Another area which differentiates Valero Energy from Phillips 66 is the scale of their ethanol and renewable diesel operations. Valero Energy has has made good progress in renewable diesel production. The extension of blenders' tax credit for a five-year period will benefit Valero. While this amount may not look material now for big refiners, a longer-term extension of five years is an indicator of the importance of renewable fuels for refiners in the future. The Environmental Protection Agency's RFS, or Renewable Fuel Standard, requires refiners to blend renewable fuels in with their transportation fuels.

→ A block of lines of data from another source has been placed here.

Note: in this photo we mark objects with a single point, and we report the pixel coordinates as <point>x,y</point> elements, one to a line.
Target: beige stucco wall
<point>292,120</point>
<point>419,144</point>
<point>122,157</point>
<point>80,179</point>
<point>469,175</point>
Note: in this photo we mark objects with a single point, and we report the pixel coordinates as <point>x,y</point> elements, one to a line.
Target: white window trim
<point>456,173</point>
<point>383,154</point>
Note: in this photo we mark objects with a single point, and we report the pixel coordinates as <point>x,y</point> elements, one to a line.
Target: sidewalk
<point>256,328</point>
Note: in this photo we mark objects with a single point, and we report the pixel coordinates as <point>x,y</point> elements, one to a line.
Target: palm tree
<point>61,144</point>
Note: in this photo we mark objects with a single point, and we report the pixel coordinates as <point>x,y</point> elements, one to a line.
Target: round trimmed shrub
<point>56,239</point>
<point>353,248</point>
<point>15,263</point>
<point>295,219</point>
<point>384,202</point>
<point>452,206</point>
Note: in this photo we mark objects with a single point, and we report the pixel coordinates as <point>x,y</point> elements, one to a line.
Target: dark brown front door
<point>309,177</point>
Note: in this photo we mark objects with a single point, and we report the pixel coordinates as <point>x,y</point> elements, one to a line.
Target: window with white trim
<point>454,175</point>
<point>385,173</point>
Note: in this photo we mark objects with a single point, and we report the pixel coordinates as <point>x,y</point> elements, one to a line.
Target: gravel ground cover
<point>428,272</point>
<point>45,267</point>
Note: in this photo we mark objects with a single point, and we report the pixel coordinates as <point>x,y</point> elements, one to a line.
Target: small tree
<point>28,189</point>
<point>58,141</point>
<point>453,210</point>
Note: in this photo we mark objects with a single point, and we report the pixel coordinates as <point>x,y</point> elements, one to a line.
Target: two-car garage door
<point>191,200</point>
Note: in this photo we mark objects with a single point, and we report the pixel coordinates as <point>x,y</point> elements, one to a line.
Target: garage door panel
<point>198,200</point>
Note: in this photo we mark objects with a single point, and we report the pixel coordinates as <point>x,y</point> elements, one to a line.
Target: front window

With a lot of focus on renewable energy, including the extension to 2030 of the Renewable Energy Directive II in Europe and the Low Carbon Fuel Standard program in California, the demand and margins for renewable diesel are expected to remain strong.
Though Phillips 66 is still working on a couple of renewable diesel projects, it recently called off a major project in Ferndale due to permitting delays.
Phillips 66's better performance
In the last few years, Phillips 66 has been able to grow earnings at a higher rate compared to Valero as well as other refiners. A few key factors contributed to this outperformance. First is Phillips 66's sound investments in the refining segment. The company's investments have generated higher returns and have an advantage in terms of crude inputs. This comes from the company's deep understanding of the refining markets. Second, Phillips 66 is able to better leverage its midstream investments by placing them around its refining footprint. Third, its chemicals business assets are also well-positioned providing it a competitive advantage over others in terms of sourcing feedstocks. So, all of the company's businesses are contributing to its impressive growth.
Further, Phillips 66 is working on several key projects -- including Gray Oak pipeline, Liberty pipeline, Red Oak pipeline, Sweeny Hub fractionators, and Gulf Coast petrochemical assets -- that should continue to fuel its earnings growth.
Notably, Valero Energy stock has outperformed Phillips 66 on a total return basis over the last five years. This is likely due to Valero's higher dividend growth that has also resulted in its higher yield. However, in the last two years, the two refiners are growing dividends at the same rate.
So, which is better?
The biggest challenge of refiners currently is to stay profitable in an oversupplied market. Both Phillips 66 and Valero Energy are doing a great job not only in staying profitable, but also growing their earnings. The companies are also focused on returning value to the shareholders through stock buybacks and dividend increases. While Valero's edge in renewable diesel and its slightly higher yield may attract a certain set of investors, Phillips 66 has surely been a winner in terms of recent earnings growth. With a bunch of upcoming growth projects, Phillips 66 looks well-placed for future growth too.